McGee was unimpressed, even when Tony’s fingers were brushing along the base of his neck and dammit, when did Tony work out that he was sensitive there? “I swear to God, you could get turned on by a sink plunger.”

“Wooden or plastic handle?”

McGee batted away Tony’s hand. “Well, this instalment of Humiliation Funtime is over. I'm going home to get another shirt.”

“Leave it.” McGee wasn’t surprised to find that Tony was serious, but he was surprised to notice that, yeah, Tony really was looking pretty turned on right now. Good as it was to know, it didn’t make up for four hours of sarcastic comments this morning.

“No.”

“McGee, if you agree to leave that on for the rest of the day, then I'll give you Carte Blanche.”

Well that came out of nowhere, but McGee was never one to turn down an opportunity. “How long?”

“All of tonight.”

“I want the weekend or I'm going home” Tony looked frustrated. Good, McGee thought.

“Okay, tonight and tomorrow night.”

“Anything I want?”

“Anything.”

“Done.”

Tony looked like Hawaii had just been upgraded to Tahiti. McGee hadn’t seen anyone clap their hands in glee before and it was no less disturbing seeing a grown man do it. Tony hit the elevator start button and it jerked back into life.

“Oh, by the way, we have a meeting with Vance in an hour.”

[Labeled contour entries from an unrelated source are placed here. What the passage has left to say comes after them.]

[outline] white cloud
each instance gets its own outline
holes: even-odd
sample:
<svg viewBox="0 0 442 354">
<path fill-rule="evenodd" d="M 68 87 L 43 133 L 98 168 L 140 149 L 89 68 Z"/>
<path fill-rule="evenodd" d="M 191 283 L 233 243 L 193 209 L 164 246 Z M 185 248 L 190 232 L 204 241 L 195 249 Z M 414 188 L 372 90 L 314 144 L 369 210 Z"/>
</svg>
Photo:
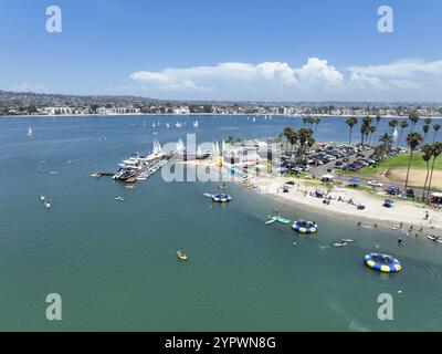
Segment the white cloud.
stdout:
<svg viewBox="0 0 442 354">
<path fill-rule="evenodd" d="M 350 72 L 378 77 L 412 77 L 419 74 L 442 74 L 442 61 L 425 62 L 419 59 L 400 60 L 390 64 L 350 66 Z"/>
<path fill-rule="evenodd" d="M 326 60 L 309 58 L 307 64 L 296 69 L 296 74 L 303 85 L 338 86 L 344 82 L 344 75 Z"/>
<path fill-rule="evenodd" d="M 44 85 L 30 84 L 30 83 L 27 83 L 27 82 L 23 82 L 21 84 L 12 86 L 9 90 L 13 91 L 13 92 L 34 92 L 34 93 L 48 92 L 48 88 Z"/>
<path fill-rule="evenodd" d="M 338 70 L 325 59 L 304 65 L 228 62 L 134 72 L 150 96 L 177 100 L 433 100 L 442 93 L 442 61 L 402 60 Z M 438 98 L 439 100 L 439 98 Z"/>
</svg>

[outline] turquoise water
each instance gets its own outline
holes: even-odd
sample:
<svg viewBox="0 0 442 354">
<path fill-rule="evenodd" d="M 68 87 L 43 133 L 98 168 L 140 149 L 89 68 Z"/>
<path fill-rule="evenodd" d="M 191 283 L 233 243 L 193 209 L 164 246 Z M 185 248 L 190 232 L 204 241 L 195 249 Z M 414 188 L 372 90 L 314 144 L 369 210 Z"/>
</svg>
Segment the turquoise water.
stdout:
<svg viewBox="0 0 442 354">
<path fill-rule="evenodd" d="M 164 144 L 193 132 L 194 118 L 181 117 L 187 128 L 152 135 L 154 119 L 177 121 L 0 119 L 0 330 L 440 330 L 442 248 L 430 241 L 409 238 L 399 247 L 391 231 L 358 230 L 357 220 L 278 205 L 239 186 L 229 187 L 234 201 L 219 206 L 202 197 L 215 190 L 211 184 L 167 184 L 157 174 L 130 191 L 110 178 L 90 177 L 150 148 L 154 138 Z M 294 122 L 199 121 L 200 142 L 272 135 Z M 323 122 L 319 139 L 332 134 L 345 140 L 344 121 Z M 50 196 L 51 210 L 41 205 L 41 192 Z M 116 202 L 117 195 L 126 202 Z M 318 235 L 266 227 L 275 208 L 292 219 L 316 220 Z M 328 247 L 345 236 L 356 242 Z M 402 261 L 401 273 L 379 274 L 362 264 L 377 241 Z M 177 261 L 180 247 L 190 254 L 187 263 Z M 45 319 L 52 292 L 63 299 L 56 323 Z M 380 293 L 393 295 L 394 321 L 377 319 Z"/>
</svg>

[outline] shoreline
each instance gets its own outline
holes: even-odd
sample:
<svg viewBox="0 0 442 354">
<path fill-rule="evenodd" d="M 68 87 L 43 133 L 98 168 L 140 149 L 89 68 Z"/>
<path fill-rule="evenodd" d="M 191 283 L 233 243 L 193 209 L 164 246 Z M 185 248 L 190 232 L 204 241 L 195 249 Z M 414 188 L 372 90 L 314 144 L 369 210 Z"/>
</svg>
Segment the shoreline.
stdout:
<svg viewBox="0 0 442 354">
<path fill-rule="evenodd" d="M 189 113 L 189 114 L 175 114 L 175 113 L 122 113 L 122 114 L 27 114 L 27 115 L 0 115 L 0 118 L 30 118 L 30 117 L 36 117 L 36 118 L 54 118 L 54 117 L 118 117 L 118 116 L 136 116 L 136 117 L 141 117 L 141 116 L 172 116 L 172 117 L 186 117 L 186 116 L 240 116 L 240 117 L 245 117 L 245 116 L 255 116 L 255 117 L 263 117 L 263 116 L 273 116 L 273 117 L 287 117 L 287 118 L 302 118 L 302 117 L 322 117 L 322 118 L 347 118 L 351 116 L 359 116 L 359 115 L 352 115 L 352 114 L 340 114 L 340 115 L 330 115 L 330 114 L 295 114 L 295 115 L 290 115 L 290 114 L 280 114 L 280 113 L 259 113 L 259 114 L 245 114 L 245 113 L 239 113 L 239 114 L 220 114 L 220 113 Z M 368 115 L 369 117 L 375 118 L 376 115 Z M 382 118 L 390 119 L 390 118 L 398 118 L 398 119 L 407 119 L 408 116 L 401 116 L 401 115 L 383 115 L 381 116 Z M 421 116 L 421 118 L 430 118 L 430 119 L 442 119 L 442 116 Z"/>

“What?”  That would explain why Tony had been willing to give up two nights.

“Sorry, did I forget to mention it? Well, a deal's a deal.” Tony’s grin looked permanent and McGee once again vowed to make him regret this. May as well start now.

“You know what Tony? It's fine.” McGee smiled broadly.  “Because all the time that Vance is talking, I'll just think about all the things I'll be doing to you for the next two nights. It'll be all I can do not to smile.”

“All your vanilla little fantasies?” Tony scoffed at the idea. “I think I'll survive.”

“Tony, you have no idea how perverted I can be. After all, Abby’s a great teacher and I’ve always been a quick student.” Tony’s face dropped a little and McGee deliberately produced his best evil grin.

The control panel chimed as the doors opened into the lobby. Just before they closed back again on a slightly shocked-looking Tony, McGee turned back.

“Cheer up,” McGee reassured him. “Now you have something to think about during the meeting. Try not to miss anything important.”